9. The tribunal accepts Mr Avery's submissions. The tribunal should be slow to infer elementary procedural fairness error by an experienced First-tier Tribunal judge, especially in the Immigration and Asylum Chamber where every aspect of an appeal hearing and subsequent determination is picked over in the hope of finding grounds for an appeal, however tenuous and lacking in merit. The Appellant's account of the hearing is selective and must be set against the judge's decision and reasons, which included his consideration of the post hearing submissions.
10. The discussion as to the need for an interpreter at public expense which the judge initiated was to assist the smooth running of the hearing which had not yet commenced. The Appellant's witness statement dated 16 August 2017, running to 141 paragraphs, as submitted to the judge, was in English. There was no certificate to the effect that the witness statement had been translated into Twi before it had been signed. The Appellant had previously been interviewed by an Immigration Officer in English without objection.

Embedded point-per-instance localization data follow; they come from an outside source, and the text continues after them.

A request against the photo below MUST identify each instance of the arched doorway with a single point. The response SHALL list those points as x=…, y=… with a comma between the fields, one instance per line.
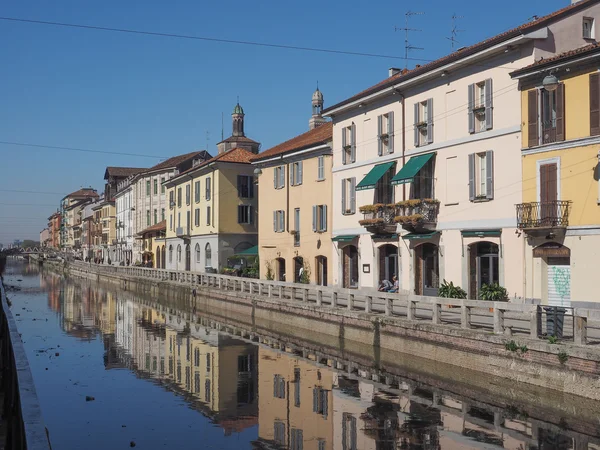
x=188, y=257
x=280, y=265
x=483, y=266
x=388, y=262
x=427, y=270
x=321, y=270
x=350, y=267
x=298, y=268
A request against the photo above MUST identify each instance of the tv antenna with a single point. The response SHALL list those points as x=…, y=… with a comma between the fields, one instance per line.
x=454, y=31
x=407, y=46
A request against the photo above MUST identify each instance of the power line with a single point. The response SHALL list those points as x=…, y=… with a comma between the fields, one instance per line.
x=75, y=149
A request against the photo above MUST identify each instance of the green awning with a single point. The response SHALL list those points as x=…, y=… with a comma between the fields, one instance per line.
x=481, y=233
x=344, y=238
x=374, y=176
x=252, y=251
x=414, y=236
x=411, y=168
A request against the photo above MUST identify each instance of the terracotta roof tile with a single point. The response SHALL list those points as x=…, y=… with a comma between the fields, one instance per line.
x=419, y=70
x=319, y=135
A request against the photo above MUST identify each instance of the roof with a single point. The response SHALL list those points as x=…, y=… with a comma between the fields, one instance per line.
x=176, y=160
x=160, y=226
x=122, y=172
x=562, y=57
x=235, y=155
x=319, y=135
x=467, y=51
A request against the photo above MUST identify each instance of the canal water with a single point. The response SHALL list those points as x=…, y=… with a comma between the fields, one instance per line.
x=112, y=372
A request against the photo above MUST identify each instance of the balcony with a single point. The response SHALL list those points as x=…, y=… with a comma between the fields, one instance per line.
x=543, y=215
x=417, y=216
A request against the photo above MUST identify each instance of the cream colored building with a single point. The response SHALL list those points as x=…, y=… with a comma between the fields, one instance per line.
x=426, y=162
x=295, y=188
x=212, y=207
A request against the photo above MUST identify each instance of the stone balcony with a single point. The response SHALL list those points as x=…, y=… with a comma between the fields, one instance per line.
x=416, y=216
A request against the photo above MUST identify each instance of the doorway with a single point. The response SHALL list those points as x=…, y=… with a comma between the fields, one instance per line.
x=427, y=273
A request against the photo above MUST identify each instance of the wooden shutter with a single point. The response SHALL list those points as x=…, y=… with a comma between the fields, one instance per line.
x=344, y=196
x=594, y=104
x=560, y=112
x=471, y=91
x=472, y=176
x=379, y=132
x=391, y=132
x=416, y=122
x=489, y=104
x=532, y=118
x=353, y=143
x=353, y=195
x=429, y=120
x=489, y=170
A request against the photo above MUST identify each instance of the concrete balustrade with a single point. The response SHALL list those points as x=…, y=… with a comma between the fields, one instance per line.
x=503, y=318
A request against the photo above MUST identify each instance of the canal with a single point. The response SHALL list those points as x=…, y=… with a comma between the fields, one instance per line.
x=112, y=371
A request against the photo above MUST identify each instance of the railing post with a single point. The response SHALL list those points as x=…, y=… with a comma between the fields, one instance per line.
x=580, y=330
x=498, y=319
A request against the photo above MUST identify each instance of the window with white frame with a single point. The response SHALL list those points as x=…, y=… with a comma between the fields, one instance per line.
x=244, y=214
x=349, y=196
x=279, y=221
x=279, y=177
x=296, y=173
x=321, y=168
x=481, y=176
x=320, y=218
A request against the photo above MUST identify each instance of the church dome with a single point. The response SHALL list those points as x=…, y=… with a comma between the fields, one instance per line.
x=238, y=109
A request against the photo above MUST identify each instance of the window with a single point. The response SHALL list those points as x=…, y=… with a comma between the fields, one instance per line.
x=278, y=386
x=320, y=218
x=349, y=196
x=349, y=144
x=279, y=221
x=207, y=260
x=207, y=189
x=245, y=186
x=385, y=133
x=296, y=173
x=588, y=28
x=480, y=106
x=297, y=226
x=279, y=177
x=481, y=176
x=321, y=168
x=423, y=122
x=244, y=214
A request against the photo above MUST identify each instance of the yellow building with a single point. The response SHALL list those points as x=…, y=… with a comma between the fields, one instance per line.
x=560, y=213
x=295, y=402
x=212, y=206
x=295, y=206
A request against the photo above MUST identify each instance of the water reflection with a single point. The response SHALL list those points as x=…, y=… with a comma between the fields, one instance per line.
x=295, y=403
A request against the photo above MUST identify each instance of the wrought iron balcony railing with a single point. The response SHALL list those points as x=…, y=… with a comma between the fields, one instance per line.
x=543, y=214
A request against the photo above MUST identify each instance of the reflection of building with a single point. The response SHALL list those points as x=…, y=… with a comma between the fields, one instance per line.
x=295, y=403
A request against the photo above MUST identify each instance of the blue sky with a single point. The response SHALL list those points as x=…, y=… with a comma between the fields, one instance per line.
x=160, y=96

11. It is notable that the Appellant's witness statement dated 15 September 2017 as submitted with the permission to appeal application was again in English. As before, there is no certificate to the effect that the witness statement had been translated into Twi before it had been signed. The Appellant does not deny that he speaks English nor that he had spoken to his solicitor in English at the First-tier Tribunal hearing. The natural inference is that the Appellant speaks English. Indeed, his witness statements demonstrate an extensive vocabulary.
12. There was thus no realistic possibility of private discussion between the judge and the Home Office Presenting Officer, as the Appellant was present in the hearing room throughout and had full opportunity to see, hear and understand what was said. The representative's absence was self-evidently brief and liable to return at any moment. There was plainly no discussion of the merits or otherwise of the appeal during his representative's temporary absence, merely checking that all necessary documents were available to all parties and thus enabling the hearing to proceed without delay. The Appellant's witness statement makes no averment to the contrary; rather it is vague: see [24] of the witness statement where he says his impression was of a complaint of late service of the Appellant's documents.
13. Moreover, the Appellant had the further opportunity to raise any matters of concern about the judge with his representative who returned before the hearing commenced. The hearing proceeded normally and full submissions were made on the Appellant's behalf and were fully considered. Additional material submitted on the Appellant's behalf after the hearing was also fully considered.
14. There was in short nothing of any substance about the appeal hearing which could have led a fair-minded observer, having considered the facts noted above, to conclude that there was a real possibility that the tribunal was biased: see Alubankudi [2015] UKUT 542 (IAC) for a detailed discussion of the principles.
15. Hence the tribunal finds that there was no procedural unfairness (perceived bias or otherwise) and no error of law in the decision and reasons. The onwards appeal is dismissed.
DECISION
The appeal to the Upper Tribunal is dismissed.
The original decision stands unchanged.